# Homemade unique cover



## pixiedust319 (May 18, 2011)

When I got my Kindle3 I really wanted to get a case to protect it, but wanted it to look like an actual book. I also really wanted it to look like a vintage book, much like the text books in Harry Potter.
My final product was this:

























Hope you guys like it, too!


----------



## elakkljakldf (May 15, 2011)

This is amazing! How did you make it?


----------



## Rie142 (Oct 28, 2009)

I really like this.  You did a great job.  I would like to see more pictures and how did you attach your kindle?


----------



## AlleyGator (Mar 25, 2011)

Very interesting, pixedust. What is it made out of...leather, material, etc.?


----------



## GreenThumb (Mar 29, 2009)

Gorgeous!  More details please!


----------



## hmcurriers (Apr 13, 2011)

Very nice!


----------



## megandgarr (May 19, 2011)

I love this cover! I just ordered my kindle last night, so I havent even received it yet, but I have been searching etsy for something similar. I am looking for a cover that looks like an old fashioned leather bound book. Can I ask if you made that yourself, or if you bought it somewhere? I love it.

Thanks,


----------



## PG4003 (Patricia) (Jan 30, 2010)

Great job!  You should know that we want details on how you did it   Very unusual, you have your Kindle on the left side instead of the right.


----------



## pixiedust319 (May 18, 2011)

Sorry for the backwards images, I took the picture using my Mac so it's a mirror of how it actually is.

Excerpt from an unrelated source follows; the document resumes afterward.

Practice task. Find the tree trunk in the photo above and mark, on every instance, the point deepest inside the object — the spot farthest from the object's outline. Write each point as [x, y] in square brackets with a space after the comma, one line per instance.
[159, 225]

This is made from an old leather address book I found on ebay. I asked the seller before hand for the dimensions to make sure it would fit. I put a nametag label on the back of my kindle so that it is easy to peel off, and then attached it with velcro. I then added 3 buttons (2 on the back and one on the front) along with a braided gold stretchy cord to make a closure. 

I will be sure to take better pictures when I find my actual camera! Hopefully later today I will have them up. I'm really glad you guys like it


----------



## PG4003 (Patricia) (Jan 30, 2010)

Oh, OK, the images are backwards, that's why your Kindle is on the left!  How did you attach the buttons?


----------



## BarbraAnnino (Jan 27, 2011)

Looks like an old Book of Shadows. Very beautiful!


----------



## kimbertay (Sep 16, 2009)

Love it!


----------



## NapCat (retired) (Jan 17, 2011)

Very Nice !!  I thought it was custom made for "lefties" Ha!


----------



## kimdle (May 15, 2011)

NapCat said:


> Very Nice !! I thought it was custom made for "lefties" Ha!


Me too and I was thinking what a great idea for lefties.

It came out really nice, and very creative use of an address book!


----------



## BlondeStylus (Jan 28, 2011)

I love it too!  Very creative and a wondeful idea!  It does look Harry Potter-ish!
Can't wait to see more pics and hear more about how you did it.


----------



## pixiedust319 (May 18, 2011)

After fighting with my camera I finally got some (kind of) decent pictures!

First off, here is what the book looks like normally:








The address book came with a notepad on the inside cover so I can now use it for a little pocket to put notes in (or a map of Middle Earth. Whatever your preference may be).

Here is the back of my Kindle and the velcro on the cover itself:








I did NOT want any sort of residue from the velcro on my Kindle so I cut up an Avery Label (#8395) to put directly on my Kindle because it is a name badge and peels right off.

The front button is held on by the little plastic clip that the buttons are sold with to have them stay on the little cardboard piece. I know they have a special name, but I don't happen to remember what it is... Anyways, here is what it looks like!









The back buttons are connected by the gold stretchy thread that I braided to make the closure. This is the best picture of it I could manage 









My total cost for my little project was about $25!


----------



## PG4003 (Patricia) (Jan 30, 2010)

Very creative, thank you so much for sharing your pictures and your method.


----------



## Lizz (Jul 27, 2010)

That is so neat! I love the old skool vibe. I've seen some people do those types of covers with the old books, but a lot of the time it seems to come out kind of sloppy  Yours looks just great! I *heart* it <3


----------